Invero qui la finzione è di considerare gli animal spirits come un soggetto che rientra nei fattori economici operanti nel mercato. Potremmo fruttuosamente poi discettare sulla «analisi costi-benefici», come pure sulle azioni sociali che producono effetti non preventivati, soventemente inintenzionali.

In realtà, il concetto mostra uno «scarto tra il comportamento subottimale di noi agenti, limitati e fallibili, e il comportamento “massimizzante” dell’agente a razionalità perfetta»7.

Sono comportamenti legati a instabilità e incertezza sul futuro, di ordine cognitivo, sulla base di decisioni basate, appunto, sulla «conoscenza incerta» che non può trovare soluzione ricorrendo al calcolo probabilistico, proprio perché semplicemente «non sappiamo» e «ammettendo che il nostro giudizio individuale non vale nulla, e che perciò ci converrà ricorrere al giudizio del resto del mondo, che forse è meglio informato» ancorché il sistema di riferimento (nel caso di Keynes quello capitalistico) non sia «ergodico»8.

Il principio del nudge risiede nell’idea che le nostre scelte (micro) siano basate su spinte interiori, in realtà si ricade in talune forme di incentivazioni, anche di stampo utilitaristico, sottese a cambiamenti che si presuppongono essere, in una diversa scala, persino “macro”9.

Volendo dare un senso più ampio e “alto” al nostro collocarsi in queste dinamiche, se non al nostro “esistere”, dovremmo prima comprendere che siamo in… «una civiltà bugiarda, non solo perché soffoca, ma anche perché dissipa e distrugge.

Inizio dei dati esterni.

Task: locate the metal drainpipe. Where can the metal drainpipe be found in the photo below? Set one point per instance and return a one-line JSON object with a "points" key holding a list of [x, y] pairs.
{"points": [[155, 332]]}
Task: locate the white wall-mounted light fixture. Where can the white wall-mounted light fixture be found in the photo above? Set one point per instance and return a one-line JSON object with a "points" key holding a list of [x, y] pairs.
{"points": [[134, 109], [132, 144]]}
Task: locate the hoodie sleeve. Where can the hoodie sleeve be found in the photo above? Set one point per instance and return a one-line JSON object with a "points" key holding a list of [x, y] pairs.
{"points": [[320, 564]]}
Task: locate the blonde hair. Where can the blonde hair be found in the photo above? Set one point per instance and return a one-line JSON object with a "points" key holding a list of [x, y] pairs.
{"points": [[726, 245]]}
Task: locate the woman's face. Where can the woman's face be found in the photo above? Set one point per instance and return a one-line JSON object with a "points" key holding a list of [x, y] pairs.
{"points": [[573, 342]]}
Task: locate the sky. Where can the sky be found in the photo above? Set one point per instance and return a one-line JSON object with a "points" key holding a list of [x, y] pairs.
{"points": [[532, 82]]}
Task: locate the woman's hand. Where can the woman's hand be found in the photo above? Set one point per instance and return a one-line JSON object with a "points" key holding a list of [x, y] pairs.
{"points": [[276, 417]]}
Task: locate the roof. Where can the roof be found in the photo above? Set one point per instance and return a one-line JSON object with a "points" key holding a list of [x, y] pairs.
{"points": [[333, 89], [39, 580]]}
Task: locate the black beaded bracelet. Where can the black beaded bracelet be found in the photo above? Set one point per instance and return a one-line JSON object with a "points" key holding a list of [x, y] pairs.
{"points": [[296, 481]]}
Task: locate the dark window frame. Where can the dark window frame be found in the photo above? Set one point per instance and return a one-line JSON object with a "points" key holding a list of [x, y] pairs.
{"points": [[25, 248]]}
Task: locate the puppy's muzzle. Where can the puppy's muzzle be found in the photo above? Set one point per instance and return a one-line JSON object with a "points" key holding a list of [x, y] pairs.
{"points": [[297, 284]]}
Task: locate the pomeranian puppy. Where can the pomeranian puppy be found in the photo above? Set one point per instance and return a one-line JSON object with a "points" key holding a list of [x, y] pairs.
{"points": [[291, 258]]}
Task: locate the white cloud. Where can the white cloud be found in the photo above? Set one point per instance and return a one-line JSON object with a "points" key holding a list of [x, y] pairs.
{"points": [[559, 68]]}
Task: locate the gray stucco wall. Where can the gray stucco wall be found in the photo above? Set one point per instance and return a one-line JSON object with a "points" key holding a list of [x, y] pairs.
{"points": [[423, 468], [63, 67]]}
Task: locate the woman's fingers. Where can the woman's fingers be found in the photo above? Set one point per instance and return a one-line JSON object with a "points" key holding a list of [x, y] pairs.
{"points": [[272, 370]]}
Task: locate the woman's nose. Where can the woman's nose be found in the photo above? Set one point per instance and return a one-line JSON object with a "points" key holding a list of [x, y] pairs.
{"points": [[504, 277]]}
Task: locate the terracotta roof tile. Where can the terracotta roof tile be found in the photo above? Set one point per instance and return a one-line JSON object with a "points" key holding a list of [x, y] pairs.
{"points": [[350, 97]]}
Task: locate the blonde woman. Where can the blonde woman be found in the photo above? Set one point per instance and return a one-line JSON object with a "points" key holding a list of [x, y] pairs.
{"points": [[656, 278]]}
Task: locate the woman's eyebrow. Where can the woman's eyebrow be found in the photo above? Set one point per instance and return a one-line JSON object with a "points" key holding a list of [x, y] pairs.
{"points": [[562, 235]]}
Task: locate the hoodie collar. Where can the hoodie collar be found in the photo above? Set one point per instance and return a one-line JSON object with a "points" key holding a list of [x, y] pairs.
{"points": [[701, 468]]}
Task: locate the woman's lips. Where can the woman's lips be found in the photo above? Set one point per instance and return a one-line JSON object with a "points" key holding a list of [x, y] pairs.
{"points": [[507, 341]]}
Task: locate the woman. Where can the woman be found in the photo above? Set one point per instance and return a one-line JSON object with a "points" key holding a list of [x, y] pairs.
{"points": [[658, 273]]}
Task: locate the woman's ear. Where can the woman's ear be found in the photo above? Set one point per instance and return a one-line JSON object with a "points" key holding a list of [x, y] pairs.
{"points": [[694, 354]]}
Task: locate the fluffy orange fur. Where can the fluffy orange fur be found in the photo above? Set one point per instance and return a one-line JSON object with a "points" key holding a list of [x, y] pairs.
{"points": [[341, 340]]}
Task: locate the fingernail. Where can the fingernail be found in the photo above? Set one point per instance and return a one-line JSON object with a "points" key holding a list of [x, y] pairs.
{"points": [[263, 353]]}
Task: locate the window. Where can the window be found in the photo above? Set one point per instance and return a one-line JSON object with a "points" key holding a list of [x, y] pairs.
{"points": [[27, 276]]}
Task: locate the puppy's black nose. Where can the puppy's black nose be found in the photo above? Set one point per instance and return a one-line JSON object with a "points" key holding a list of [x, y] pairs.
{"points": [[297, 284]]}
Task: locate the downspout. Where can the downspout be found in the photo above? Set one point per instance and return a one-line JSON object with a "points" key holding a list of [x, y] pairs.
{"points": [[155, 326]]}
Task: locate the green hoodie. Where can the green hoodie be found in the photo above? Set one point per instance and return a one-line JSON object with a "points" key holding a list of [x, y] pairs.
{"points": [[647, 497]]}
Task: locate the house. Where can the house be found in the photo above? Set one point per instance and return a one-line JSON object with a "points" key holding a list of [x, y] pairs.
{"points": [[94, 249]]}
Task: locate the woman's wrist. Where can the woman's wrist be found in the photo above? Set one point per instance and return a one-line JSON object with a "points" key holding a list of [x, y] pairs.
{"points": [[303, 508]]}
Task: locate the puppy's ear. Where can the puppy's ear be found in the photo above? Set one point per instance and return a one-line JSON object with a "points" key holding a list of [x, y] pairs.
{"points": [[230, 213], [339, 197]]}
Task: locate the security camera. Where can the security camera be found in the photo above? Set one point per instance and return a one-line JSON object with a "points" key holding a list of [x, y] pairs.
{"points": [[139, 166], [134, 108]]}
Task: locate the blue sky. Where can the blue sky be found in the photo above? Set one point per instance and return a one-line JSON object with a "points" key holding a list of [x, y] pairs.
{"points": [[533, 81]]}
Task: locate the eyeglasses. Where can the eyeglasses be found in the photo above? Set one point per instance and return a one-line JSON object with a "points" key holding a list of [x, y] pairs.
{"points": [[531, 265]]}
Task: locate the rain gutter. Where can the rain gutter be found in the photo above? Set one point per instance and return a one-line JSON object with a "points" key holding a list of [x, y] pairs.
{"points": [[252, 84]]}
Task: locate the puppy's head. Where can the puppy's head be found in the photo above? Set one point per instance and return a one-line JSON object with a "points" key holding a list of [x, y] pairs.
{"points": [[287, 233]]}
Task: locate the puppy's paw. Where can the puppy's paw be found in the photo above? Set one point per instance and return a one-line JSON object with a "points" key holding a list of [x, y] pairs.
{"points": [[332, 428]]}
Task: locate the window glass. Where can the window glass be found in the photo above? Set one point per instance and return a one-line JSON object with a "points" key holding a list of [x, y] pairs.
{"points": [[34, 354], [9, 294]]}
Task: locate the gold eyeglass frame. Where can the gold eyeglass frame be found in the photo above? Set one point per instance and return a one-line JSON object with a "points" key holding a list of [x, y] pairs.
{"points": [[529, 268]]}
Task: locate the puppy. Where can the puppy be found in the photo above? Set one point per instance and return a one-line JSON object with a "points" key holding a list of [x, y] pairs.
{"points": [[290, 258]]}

In fondo quello che di grande avevano le civiltà passate era il senso dell’inutile (altrimenti N.d.R.) una civiltà che non lasci spazio all’inutile, che funzionalizzi tutto, è una civiltà suicida»10.

In una mia prima approssimazione, il nudge consiste in una teoria-approccio fondata su postulati semplificati, rimanendo entro l’ambito dell’utilitarismo, andando a sostituire il pensiero secondo il quale il comportamento umano segue determinati modelli (quasi sempre razionali), che vanno normati (alla fin fine oltre l’esortazione valoriale o certuni virtuosismi) secondo la logica delle punizioni e degli incentivi, invece il nudgepresta attenzione alla produttività individuale e al controllo di qualità, ossia a comportamenti che si conformano nei confronti di un interesse che seppur non tradizionale, rimane quasi come fosse un a-priori 11.

Tuttavia, per la teoria della «visione integrale»12, nessuno degli approcci include l’altro, ed entrambi non tengono conto degli altri due fattori, essendo «ogni individuo collocato in una rete di sistemi interdipendenti e di processi vicendevolmente collegati», ecco perché occorre trattare «il sistema aziendale nella sua globalità come una rete unificata», rivolgendoci ad «ogni fenomeno attraverso le quattro prospettive o dimensioni che (vengono chiamati N.d.R.) quadranti: l’interno e l’esterno dell’individuo, l’interno e l’esterno dei gruppi (o della collettività)»13.

In buona sostanza siamo al cospetto di un rinnovato « management culturale» (la cultura aziendale che tiene conto degli aspetti interiori del gruppo) e della c.d. «teoria dei sistemi» (che riguarda gli aspetti esteriori) con la quale si enfatizza il sistema sociale e il suo ambiente14.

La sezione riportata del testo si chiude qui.